In recent months I’ve become somewhat addicted to iNaturalist. It’s a website or app which collects species records but has AI which can identify a species from a photograph. It can be used by anyone and even has an auxiliary app called Seek which can scan plants, animals, fungi and other animals and identify in real time. It’s the way ecological monitoring is going. Nature conservation is dominated by too small a cohort of people and needs to find ways to open its doors to more people. I will never forget hearing of a lifelong species recorder who wouldn’t provide their sightings to science, and that they would rather be buried with them than share them.

Onto more inclusive ways of thinking, over this bank holiday weekend it’s the City Nature Challenge (CNC) where people the world over submit species records to iNaturalist and into the project. As of 10pm on Sunday 2nd May there have been 631,418 sightings submitted. Amazing!

I went to a part of the South Downs that was just about included in the Brighton CNC catchment. I used my zoom lens rather than a dedicated macro because I was doing general ‘work’ with creatures great and small. I used an Olympus 12-45mm lens which can still do macro to a degree (in normal camera terms it’s 24-90mm because I was using a Micro Four Thirds camera, which has a cropped sensor). It worked like a dream.

I photographed each species once, rather than everything, which would never work – can you imagine? I’d still be there now. I really noticed how, even though I probably recorded about 100 species on the South Downs Way, it was dominated by a small number of species. Ground ivy was very common, as was hogweed, white deadnettle and nettles.

The most dominant species were nitrogen-loving, just like this golden shield lichen above which is able to deal with fertiliser and other agricultural pollutants. I wonder how different things might have been before the Second World War’s agricultural boom. The Downs is known to have lost a vast area of chalk grassland in the 20th century, one of the rarest and richest habitats in Britain.

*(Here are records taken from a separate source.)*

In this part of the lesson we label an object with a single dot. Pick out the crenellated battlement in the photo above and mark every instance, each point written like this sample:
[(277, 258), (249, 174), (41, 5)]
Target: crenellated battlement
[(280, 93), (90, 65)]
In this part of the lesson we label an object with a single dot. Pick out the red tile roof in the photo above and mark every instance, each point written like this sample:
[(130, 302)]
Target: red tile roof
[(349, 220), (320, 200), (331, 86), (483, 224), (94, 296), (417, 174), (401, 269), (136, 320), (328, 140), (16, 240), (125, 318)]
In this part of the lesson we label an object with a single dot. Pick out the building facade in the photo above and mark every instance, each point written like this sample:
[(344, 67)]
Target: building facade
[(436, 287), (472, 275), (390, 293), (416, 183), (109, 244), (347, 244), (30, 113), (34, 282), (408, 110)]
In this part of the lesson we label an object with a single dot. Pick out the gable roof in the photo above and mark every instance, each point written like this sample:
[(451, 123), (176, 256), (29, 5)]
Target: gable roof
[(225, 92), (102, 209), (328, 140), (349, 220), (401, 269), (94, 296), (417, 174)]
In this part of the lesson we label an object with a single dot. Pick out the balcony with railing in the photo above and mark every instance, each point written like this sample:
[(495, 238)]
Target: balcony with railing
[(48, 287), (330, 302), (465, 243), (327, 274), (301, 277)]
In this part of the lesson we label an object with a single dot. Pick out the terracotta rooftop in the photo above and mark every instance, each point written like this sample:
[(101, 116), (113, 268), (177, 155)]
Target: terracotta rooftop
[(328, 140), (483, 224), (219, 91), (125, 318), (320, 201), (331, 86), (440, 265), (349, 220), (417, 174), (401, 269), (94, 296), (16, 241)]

I will save you all the generic images of flower-less plants. I did manage to capture record shots of ravens mobbing a red kite, of which there were several. I love ravens, they are such intelligent and characterful birds. They are also not quite common enough to feel as familiar as crows or jackdaws.

One of my favourite encounters was with this heath snail which was curled up (so to speak) in the flower head of a dandelion or hawkbit. I instantly saw this and started talking to myself dangerously loudly about what a nice image it was. I hope you agree!

I inspected some old hawthorns that were dotted on the edges of the grasslands. I’ve heard they’re good places in the South Downs to find lichens. Though I found nothing outrageous, there were some beautiful species growing on the branches.


These are possibly the beard lichen Ramalina farinacea. iNaturalist has a weird name of farinose cartilage lichen. Farinose seems to mean mealy or floury. That’s a new one for me.

On this section of the South Downs Way there is a sudden square of woodland which the path cuts through. I had always thought this was perhaps planted or some recent woodland that had grown up on fallow land. But I found something that makes me think very differently about it.

This is the first time I’ve seen town hall clock or moschatel. I was amazed to find it. It’s an ancient woodland indicator, which suggests that the woodland is far older than I had realised.

It was nice to witness the typical downland spread of cowslips. Last year we got locked down before this began, and now I’m just getting back here at the point that they’re peaking.

The weather started behaving like something you’d expect in the Yorkshire Dales which cut my species recording short, bar a few desperate snaps in the cold and wet march back to the start.
I managed to capture this footage of a hunting kestrel, hardly macro, but worth sharing.
Thanks for reading.
I always loved that area around Billingshurst, Arundel, Bignor etc.
Thanks for posting this.
D
Thanks for reading, David! Yes it’s special around there. Looking forward to exploring more.
Great shots, Daniel. Some of those paths are so familiar, it makes me feel almost homesick.
Thanks Mick. Is this your old stomping ground then? The views up there are dreamy.
Love the Downs. And we last walked the SDW about three years ago. Now restrictions are easing we’ve just started by getting the bus to Lewes and walking up to the top. Keen to do more!